WASHINGTON --The U.S. Conference of Mayors urged Congress yesterday to approve legislation before recessing this fall that is designed to deter the federal government from imposing unfunded mandates on state and local governments.
After returning in mid-September, "Congress will be in session only four weeks before scheduled adjournment, and mayors Want to ensure that the [bill] will not lose out in the press of final business," said Mayor Victor Ashe of Knoxville, Tenn., president of the mayors association, at a press conference yesterday.
Ashe said the mayors want the Senate to act on the bill to put pressure on the House. The bill is ready for floor action in the Senate, but it still had one more panel to go through in the House.

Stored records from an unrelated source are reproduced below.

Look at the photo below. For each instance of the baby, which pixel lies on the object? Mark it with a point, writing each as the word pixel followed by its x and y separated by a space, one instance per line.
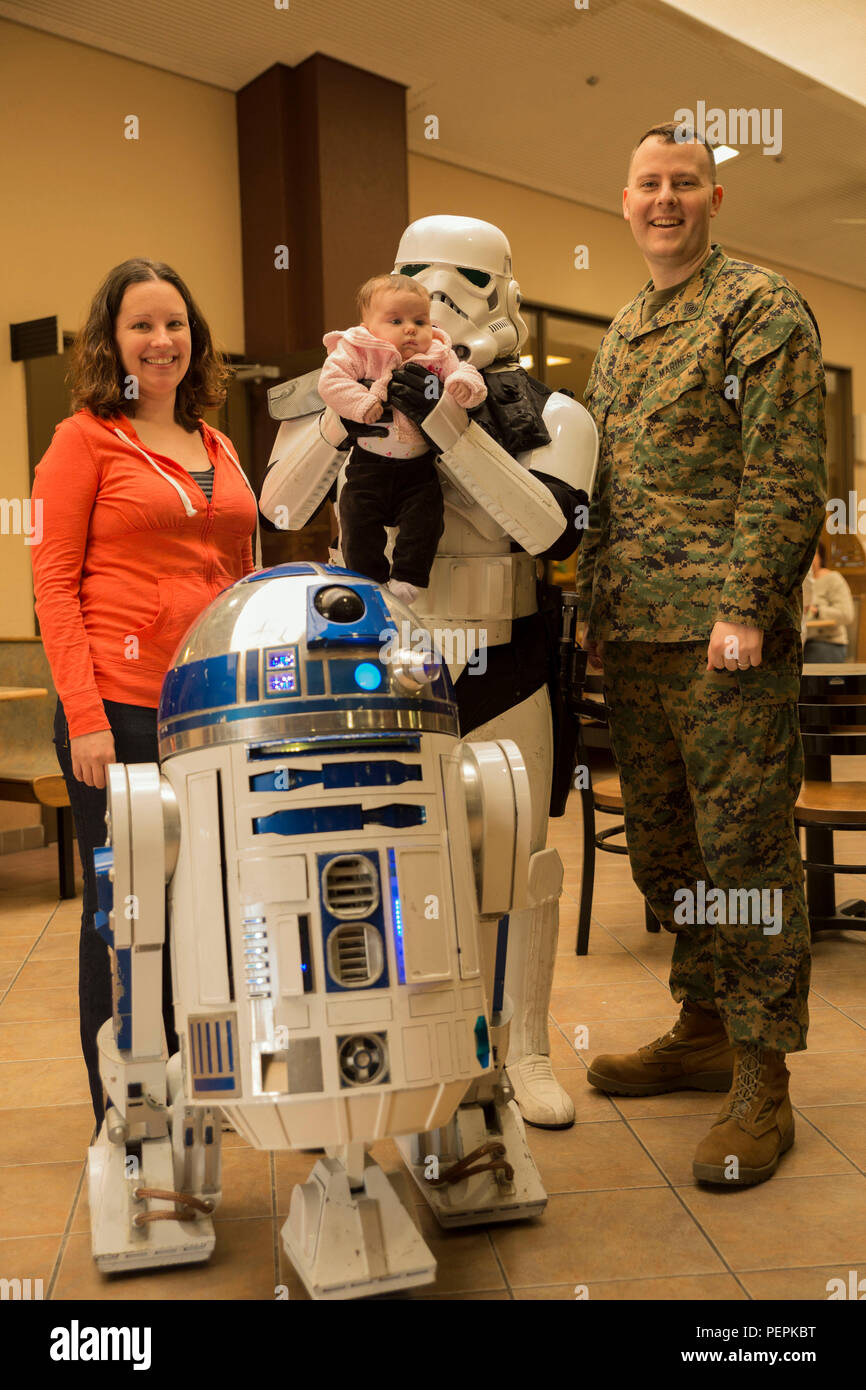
pixel 391 477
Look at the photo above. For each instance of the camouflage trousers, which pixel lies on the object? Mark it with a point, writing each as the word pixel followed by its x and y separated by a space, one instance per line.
pixel 711 765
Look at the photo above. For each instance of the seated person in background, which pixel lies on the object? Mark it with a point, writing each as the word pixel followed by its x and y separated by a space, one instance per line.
pixel 391 476
pixel 831 602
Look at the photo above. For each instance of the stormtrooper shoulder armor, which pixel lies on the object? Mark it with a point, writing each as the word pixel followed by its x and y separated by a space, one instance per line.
pixel 573 451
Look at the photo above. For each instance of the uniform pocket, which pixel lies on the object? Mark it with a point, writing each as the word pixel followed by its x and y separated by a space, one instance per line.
pixel 691 435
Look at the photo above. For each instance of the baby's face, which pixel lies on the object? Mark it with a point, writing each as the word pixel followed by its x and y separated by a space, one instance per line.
pixel 401 317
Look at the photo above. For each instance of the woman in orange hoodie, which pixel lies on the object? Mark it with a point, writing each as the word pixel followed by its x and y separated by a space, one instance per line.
pixel 146 516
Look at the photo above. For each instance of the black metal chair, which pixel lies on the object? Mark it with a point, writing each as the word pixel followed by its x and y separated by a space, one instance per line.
pixel 601 794
pixel 833 724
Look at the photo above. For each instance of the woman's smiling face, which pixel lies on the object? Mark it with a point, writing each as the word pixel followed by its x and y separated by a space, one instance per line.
pixel 153 337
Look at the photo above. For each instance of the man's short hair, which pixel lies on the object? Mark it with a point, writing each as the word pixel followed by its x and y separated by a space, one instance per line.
pixel 674 132
pixel 378 282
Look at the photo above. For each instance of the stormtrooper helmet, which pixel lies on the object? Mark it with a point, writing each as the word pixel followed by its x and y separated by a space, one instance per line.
pixel 466 266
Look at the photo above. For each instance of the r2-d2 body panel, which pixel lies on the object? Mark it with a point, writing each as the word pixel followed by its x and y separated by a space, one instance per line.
pixel 323 905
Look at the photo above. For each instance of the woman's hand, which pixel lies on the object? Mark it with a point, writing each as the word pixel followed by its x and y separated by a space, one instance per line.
pixel 91 755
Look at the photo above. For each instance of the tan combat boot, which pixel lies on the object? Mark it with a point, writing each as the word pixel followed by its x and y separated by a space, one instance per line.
pixel 694 1055
pixel 755 1125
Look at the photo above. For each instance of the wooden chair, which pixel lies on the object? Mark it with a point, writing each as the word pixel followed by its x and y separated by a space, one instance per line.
pixel 833 724
pixel 28 763
pixel 601 794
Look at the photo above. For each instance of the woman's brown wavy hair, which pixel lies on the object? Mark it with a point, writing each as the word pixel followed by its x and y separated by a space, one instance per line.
pixel 96 373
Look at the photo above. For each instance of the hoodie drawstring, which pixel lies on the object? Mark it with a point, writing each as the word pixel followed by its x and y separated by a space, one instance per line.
pixel 188 506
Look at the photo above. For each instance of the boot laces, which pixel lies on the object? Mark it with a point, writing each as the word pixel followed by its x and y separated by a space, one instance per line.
pixel 748 1076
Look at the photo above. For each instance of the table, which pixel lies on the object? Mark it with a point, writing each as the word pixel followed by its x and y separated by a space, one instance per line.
pixel 22 691
pixel 819 680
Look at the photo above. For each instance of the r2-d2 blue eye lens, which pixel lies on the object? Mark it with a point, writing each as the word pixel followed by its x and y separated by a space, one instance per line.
pixel 367 676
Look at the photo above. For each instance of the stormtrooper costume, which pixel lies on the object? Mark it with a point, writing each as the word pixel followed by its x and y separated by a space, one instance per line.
pixel 515 477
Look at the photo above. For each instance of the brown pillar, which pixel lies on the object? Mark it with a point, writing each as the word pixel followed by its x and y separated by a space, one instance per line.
pixel 323 173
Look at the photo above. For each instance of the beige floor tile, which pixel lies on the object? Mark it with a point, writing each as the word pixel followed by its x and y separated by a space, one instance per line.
pixel 24 1084
pixel 784 1222
pixel 60 947
pixel 36 1005
pixel 587 1004
pixel 14 950
pixel 59 1133
pixel 838 951
pixel 833 1032
pixel 29 1257
pixel 840 987
pixel 585 1236
pixel 241 1266
pixel 31 1041
pixel 609 968
pixel 804 1285
pixel 49 975
pixel 487 1296
pixel 623 1034
pixel 673 1141
pixel 844 1126
pixel 22 922
pixel 591 1157
pixel 676 1102
pixel 246 1184
pixel 691 1287
pixel 826 1077
pixel 36 1198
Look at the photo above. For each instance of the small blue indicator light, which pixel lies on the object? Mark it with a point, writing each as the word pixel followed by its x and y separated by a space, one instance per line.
pixel 398 916
pixel 367 676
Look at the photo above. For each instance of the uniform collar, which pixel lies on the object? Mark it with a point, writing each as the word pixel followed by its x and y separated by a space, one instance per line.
pixel 687 303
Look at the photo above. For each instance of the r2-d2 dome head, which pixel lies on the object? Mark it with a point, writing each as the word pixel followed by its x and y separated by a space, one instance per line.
pixel 466 266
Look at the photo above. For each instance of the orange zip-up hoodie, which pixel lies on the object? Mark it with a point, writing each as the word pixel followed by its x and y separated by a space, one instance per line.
pixel 131 553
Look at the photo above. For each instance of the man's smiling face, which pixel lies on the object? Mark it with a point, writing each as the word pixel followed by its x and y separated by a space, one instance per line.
pixel 669 202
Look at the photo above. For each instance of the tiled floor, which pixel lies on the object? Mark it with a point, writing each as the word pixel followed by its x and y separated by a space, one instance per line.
pixel 624 1218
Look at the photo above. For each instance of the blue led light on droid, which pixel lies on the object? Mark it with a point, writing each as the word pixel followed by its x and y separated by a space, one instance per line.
pixel 367 676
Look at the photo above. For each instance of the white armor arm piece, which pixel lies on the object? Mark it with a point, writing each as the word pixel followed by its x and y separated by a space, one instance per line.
pixel 519 502
pixel 303 464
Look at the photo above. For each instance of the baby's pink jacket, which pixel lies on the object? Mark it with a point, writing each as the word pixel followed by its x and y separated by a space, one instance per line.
pixel 356 353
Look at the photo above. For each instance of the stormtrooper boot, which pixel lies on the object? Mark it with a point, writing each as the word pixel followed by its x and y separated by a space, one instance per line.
pixel 755 1125
pixel 538 1094
pixel 694 1055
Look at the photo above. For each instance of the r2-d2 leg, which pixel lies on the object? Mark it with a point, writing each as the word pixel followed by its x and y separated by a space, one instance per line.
pixel 154 1168
pixel 478 1168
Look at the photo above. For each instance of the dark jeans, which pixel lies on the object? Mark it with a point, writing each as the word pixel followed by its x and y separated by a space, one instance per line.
pixel 402 492
pixel 818 652
pixel 135 741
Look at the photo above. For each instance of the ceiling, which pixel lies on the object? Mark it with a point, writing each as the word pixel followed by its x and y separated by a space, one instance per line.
pixel 509 82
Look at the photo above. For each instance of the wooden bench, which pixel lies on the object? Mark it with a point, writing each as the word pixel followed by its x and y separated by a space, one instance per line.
pixel 28 762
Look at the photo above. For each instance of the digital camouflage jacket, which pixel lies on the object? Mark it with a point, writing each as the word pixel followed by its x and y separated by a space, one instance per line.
pixel 711 487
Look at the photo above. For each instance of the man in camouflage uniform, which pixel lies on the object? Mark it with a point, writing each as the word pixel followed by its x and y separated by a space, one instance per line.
pixel 708 395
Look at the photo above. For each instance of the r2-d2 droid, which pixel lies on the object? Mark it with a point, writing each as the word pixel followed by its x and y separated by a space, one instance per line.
pixel 330 847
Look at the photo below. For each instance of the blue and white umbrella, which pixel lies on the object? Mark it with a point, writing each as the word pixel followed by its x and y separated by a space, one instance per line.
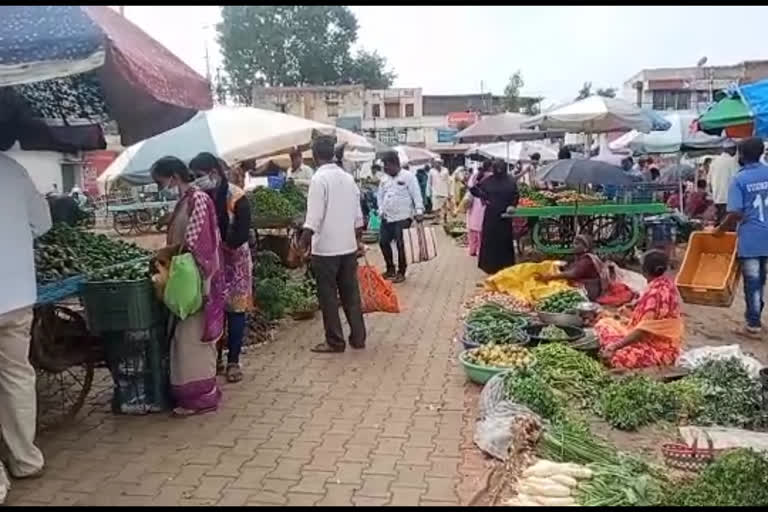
pixel 234 134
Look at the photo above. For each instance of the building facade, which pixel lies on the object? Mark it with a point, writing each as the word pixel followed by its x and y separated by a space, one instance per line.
pixel 340 105
pixel 691 88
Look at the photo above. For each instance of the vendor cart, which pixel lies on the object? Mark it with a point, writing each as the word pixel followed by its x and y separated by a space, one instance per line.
pixel 141 217
pixel 616 228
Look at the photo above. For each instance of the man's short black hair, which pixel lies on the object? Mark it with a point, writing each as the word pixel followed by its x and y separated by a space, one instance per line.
pixel 751 150
pixel 323 147
pixel 390 157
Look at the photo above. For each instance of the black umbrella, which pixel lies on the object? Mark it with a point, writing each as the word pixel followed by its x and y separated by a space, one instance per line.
pixel 676 172
pixel 583 172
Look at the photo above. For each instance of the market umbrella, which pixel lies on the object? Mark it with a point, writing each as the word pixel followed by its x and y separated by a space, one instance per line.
pixel 501 127
pixel 679 137
pixel 70 67
pixel 676 173
pixel 411 155
pixel 514 152
pixel 583 172
pixel 234 134
pixel 595 114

The bill, called the Federal Mandate Accountability and Reform Act of 1994, was approved by a Senate panel in June and a House subcommittee in August.
Both President Clinton and Senate Minority Leader Bob Dole, R-Kan., have expressed support for the bill, and with the current partisan mood in Congress, that bipartisan support gives the bill a very good chance of passing, local officials have said.
The bill would require the Congressional Budget Office to analyze future legislation to determine the cost to the states of complying with proposed federal regulations. If the CBO determines the compliance costs are more than $50 million annually, the drafting committee must find sources of funding.
If the funding isn't authorized at the committee level, a separate vote on whether to impose the mandate could be demanded when the bill in considered by the full House or Senate.
State and local organizations believe that requirement could give the measure some teeth because it would force lawmakers to go on record as having voted to pass on an unfunded federal mandate to the states.
"I think mayors are doing everything they can to convince the Congress to move to closure on this badly needed legislation," Ashe said.
In a letter to Senate Majority Leader George J. Mitchell, D-Maine, the mayors urged "immediate action" on the bill.
"The mayors of this nation have spent the last year and one half focused on the issue of unfunded federal mandates. We have formed task forces, we have conducted surveys, we have held rallies, we have engaged in grassroots lobbying cfo forts, we have testified and have built support on Congress," the mayors said in the letter dated Aug. 10 and signed by Ashe; Seattle Mayor Norman Rice, U.S. Conference of Mayors vice president; and Chicago Mayor Richard M. Daley, chairman of the conference's advisory board.
Along with ,trying to get congressional support for the bill, Ashe said the mayors have been trying to educate the voters about unfunded federal mandates and the effect they have on city budgets.
For example, in October, when Knoxville sends out its annual property tax bill, Ashe said he will enclose a notice indicating that 15% of the bill is going to the city's efforts to comply with unfunded federal mandates.
The U.S. Conference of Mayors released a study last year detailing the costs that cities pay in lost services when the federal government uses mandates to set local priorities.
Many of the 314 cities responding to the survey indicated infrastructure, police, and fire services suffered the most when local money was taken to comply with federal regulations.
If the federal lawmakers are so interested in setting local priorities, they ran for the wrong office, Ashe said. "The Congress of the United States is becoming the city council for American cities," he said.